Dense communities of these plants occur in the wild, to the extent that their density can make them virtually impenetrable. Such communities can be very large, and may stretch across several kilometres in their natural habitat. A natural thinning of these stands occurs over time, leaving fewer and larger specimens. They flower mainly in the months of August, September and October, but may begin as early as July and last until December.
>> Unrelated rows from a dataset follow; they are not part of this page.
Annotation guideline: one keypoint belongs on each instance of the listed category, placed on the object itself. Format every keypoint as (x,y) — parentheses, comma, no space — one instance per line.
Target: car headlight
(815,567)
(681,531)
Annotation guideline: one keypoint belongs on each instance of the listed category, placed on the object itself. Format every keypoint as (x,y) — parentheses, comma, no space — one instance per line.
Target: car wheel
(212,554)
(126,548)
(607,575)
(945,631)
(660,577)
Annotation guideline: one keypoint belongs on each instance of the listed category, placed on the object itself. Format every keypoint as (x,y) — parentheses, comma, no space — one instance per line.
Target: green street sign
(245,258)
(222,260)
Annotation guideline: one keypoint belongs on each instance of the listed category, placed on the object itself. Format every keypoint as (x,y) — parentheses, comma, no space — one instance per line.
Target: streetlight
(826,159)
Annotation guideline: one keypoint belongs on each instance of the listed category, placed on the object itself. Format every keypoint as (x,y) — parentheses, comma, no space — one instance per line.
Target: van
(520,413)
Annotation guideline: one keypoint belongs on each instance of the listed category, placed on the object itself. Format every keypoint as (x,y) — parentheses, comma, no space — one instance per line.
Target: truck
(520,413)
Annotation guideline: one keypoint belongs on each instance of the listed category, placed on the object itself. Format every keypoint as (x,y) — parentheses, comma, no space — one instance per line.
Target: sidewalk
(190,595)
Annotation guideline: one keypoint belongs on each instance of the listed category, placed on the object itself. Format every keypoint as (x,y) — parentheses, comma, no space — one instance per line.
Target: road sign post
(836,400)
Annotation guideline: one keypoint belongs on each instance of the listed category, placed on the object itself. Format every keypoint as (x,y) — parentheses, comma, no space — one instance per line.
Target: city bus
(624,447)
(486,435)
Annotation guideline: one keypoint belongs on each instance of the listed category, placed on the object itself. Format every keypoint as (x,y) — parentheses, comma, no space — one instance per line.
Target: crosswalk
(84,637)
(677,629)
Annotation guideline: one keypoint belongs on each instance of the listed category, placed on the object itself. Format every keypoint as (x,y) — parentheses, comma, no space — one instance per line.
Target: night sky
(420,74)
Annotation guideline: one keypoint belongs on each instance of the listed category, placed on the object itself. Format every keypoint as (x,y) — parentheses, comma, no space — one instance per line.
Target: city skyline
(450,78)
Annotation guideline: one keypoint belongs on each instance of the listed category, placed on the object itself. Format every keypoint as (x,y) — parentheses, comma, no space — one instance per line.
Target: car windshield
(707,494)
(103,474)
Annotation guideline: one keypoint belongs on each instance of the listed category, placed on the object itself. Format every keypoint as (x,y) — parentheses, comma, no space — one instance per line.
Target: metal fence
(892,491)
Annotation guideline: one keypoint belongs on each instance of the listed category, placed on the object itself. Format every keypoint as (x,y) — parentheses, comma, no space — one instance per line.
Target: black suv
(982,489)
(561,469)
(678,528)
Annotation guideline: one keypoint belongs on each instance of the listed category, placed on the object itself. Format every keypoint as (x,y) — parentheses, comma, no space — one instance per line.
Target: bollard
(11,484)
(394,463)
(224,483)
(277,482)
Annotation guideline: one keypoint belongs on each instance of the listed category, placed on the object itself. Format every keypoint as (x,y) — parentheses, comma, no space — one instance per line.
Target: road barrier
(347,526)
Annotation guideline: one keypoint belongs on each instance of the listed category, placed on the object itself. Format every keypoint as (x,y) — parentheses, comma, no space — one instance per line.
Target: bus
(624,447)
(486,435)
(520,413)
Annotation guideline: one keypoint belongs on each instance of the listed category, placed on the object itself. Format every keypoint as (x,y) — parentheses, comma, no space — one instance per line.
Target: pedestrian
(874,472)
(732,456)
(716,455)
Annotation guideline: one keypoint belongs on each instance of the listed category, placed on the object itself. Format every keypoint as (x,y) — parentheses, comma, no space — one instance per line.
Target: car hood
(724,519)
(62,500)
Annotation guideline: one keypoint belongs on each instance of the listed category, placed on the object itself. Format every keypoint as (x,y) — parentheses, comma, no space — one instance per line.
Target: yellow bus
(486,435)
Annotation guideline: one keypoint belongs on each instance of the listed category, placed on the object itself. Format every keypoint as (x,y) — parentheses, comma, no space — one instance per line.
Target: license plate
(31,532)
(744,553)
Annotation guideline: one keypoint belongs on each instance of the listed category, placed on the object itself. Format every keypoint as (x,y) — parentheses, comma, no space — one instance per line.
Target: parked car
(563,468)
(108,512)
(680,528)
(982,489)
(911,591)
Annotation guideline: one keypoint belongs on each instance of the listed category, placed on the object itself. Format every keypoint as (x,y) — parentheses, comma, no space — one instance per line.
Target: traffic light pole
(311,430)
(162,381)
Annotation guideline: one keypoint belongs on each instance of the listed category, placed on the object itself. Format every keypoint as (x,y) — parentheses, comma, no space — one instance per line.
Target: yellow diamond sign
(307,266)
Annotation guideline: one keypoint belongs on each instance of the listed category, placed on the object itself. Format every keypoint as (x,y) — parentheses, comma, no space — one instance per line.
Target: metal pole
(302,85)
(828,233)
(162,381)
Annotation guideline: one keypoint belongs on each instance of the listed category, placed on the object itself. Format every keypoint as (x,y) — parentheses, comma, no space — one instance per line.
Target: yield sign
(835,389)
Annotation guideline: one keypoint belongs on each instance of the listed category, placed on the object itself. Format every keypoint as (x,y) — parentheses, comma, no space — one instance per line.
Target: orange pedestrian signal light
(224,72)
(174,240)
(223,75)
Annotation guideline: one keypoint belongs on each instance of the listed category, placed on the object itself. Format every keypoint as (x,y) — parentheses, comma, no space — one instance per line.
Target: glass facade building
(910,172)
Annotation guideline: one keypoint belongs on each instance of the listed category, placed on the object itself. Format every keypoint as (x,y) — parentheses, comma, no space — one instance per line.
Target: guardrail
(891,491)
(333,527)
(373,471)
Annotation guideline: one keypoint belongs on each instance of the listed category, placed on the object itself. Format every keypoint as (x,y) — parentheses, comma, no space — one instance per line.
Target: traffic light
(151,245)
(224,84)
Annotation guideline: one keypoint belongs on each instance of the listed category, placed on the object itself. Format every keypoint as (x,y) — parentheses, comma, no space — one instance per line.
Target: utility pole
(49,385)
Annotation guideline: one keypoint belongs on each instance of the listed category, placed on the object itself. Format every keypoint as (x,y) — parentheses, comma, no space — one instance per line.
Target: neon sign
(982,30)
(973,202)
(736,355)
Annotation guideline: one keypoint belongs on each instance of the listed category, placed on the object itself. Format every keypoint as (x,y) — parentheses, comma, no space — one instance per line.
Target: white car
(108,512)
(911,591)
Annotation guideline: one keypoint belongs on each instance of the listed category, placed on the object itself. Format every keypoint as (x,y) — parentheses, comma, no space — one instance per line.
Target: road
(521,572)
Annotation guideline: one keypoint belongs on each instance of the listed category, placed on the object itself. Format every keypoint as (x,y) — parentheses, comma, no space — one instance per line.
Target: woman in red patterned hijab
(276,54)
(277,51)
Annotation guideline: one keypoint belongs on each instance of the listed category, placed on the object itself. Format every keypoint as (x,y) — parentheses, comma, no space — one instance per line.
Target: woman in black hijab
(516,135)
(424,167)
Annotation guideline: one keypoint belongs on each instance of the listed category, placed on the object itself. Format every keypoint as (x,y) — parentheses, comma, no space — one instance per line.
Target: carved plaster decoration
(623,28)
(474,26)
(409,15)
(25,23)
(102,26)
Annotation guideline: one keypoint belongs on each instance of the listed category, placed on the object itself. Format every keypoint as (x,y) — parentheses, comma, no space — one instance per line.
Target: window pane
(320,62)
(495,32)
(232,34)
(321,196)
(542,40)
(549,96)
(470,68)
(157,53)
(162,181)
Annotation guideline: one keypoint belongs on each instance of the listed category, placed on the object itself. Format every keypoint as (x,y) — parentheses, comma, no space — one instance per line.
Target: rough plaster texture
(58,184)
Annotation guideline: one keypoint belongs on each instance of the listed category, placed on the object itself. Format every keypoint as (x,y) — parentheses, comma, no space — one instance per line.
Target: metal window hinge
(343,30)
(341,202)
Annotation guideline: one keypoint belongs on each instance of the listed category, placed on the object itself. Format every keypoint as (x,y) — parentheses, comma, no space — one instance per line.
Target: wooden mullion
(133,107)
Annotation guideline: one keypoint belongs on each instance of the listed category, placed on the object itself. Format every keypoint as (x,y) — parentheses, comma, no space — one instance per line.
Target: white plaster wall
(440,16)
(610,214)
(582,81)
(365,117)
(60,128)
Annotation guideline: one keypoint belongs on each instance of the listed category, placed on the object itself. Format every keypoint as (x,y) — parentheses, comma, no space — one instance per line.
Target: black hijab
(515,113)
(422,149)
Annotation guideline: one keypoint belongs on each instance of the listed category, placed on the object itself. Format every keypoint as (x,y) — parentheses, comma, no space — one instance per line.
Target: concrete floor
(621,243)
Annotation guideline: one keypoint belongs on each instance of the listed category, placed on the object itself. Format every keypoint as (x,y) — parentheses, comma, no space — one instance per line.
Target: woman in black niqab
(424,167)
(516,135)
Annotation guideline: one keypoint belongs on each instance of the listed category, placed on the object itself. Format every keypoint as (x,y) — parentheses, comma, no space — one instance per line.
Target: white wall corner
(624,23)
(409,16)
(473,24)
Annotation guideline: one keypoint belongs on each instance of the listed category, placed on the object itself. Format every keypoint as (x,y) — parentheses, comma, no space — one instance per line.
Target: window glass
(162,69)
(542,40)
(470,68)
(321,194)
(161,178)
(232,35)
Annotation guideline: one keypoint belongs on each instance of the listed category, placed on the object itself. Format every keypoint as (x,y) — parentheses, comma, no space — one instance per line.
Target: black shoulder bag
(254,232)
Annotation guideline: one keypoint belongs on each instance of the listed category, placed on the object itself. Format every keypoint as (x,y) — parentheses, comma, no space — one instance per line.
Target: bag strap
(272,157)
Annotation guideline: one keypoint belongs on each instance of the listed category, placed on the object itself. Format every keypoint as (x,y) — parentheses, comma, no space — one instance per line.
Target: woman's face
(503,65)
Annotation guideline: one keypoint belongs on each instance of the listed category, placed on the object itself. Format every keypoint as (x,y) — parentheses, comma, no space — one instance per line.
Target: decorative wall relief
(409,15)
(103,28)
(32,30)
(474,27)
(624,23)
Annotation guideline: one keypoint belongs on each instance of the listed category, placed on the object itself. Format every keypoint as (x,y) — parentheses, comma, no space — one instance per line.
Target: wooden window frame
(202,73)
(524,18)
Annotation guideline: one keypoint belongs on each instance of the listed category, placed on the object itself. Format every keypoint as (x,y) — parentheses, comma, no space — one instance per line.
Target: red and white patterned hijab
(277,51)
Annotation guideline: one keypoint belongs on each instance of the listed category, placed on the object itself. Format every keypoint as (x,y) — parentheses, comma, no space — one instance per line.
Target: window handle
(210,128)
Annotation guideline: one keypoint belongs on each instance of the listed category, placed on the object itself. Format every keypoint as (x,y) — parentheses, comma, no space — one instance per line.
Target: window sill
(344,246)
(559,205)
The large colourful inflorescences are a magnificent sight when the stands are large and dense.

==Cultivation==

Protea eximia is one of the easiest proteas to cultivate, and can be grown over a wide range of habitats. From seed, it will sprout within 3 weeks of planting and grows rapidly. It may begin to flower in the second year, but more generally from the third year. It may attain a height of ca. 1.5m within eight years, and is best planted in small close stands so that the plants can support one another. The leaves are susceptible to leaf miners.